En el ámbito político, Menen fue la asesora más cercana y discreta del emperador. A diferencia de algunas de sus predecesoras, optó por no intervenir públicamente en los asuntos de Estado, lo que le permitió mantener una imagen de unidad y estabilidad. Sin embargo, su influencia en las sombras fue fundamental para el desarrollo de programas de asistencia para pobres y discapacitados. Incluso en momentos críticos, como el intento de golpe de Estado de 1960, su presencia fue un símbolo de legitimidad, a pesar de las tensiones familiares que surgieron por la supuesta implicación de su hijo, el príncipe heredero, en la revuelta. 

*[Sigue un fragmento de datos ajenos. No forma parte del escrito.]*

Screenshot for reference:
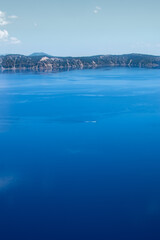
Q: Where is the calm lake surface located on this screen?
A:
[0,68,160,240]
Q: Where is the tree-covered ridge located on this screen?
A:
[0,54,160,71]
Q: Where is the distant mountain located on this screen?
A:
[29,52,51,57]
[0,53,160,71]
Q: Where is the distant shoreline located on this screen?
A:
[0,53,160,72]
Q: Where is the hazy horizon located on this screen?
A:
[0,0,160,56]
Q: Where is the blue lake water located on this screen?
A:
[0,68,160,240]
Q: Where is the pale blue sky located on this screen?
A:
[0,0,160,56]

A su muerte en 1962, el emperador le rindió un homenaje conmovedor, destacando que en medio siglo de matrimonio nunca necesitaron un mediador para resolver sus diferencias. Su legado perdura hoy no solo en las instituciones que fundó, sino también en la veneración que le profesan movimientos como el rastafarismo, que la reconoce como una figura de divinidad y sabiduría. En el año 2000, sus restos fueron finalmente trasladados junto a los de su esposo en la Catedral de la Santísima Trinidad, cumpliendo así el deseo imperial de descansar eternamente al lado de la mujer que fue su apoyo incondicional.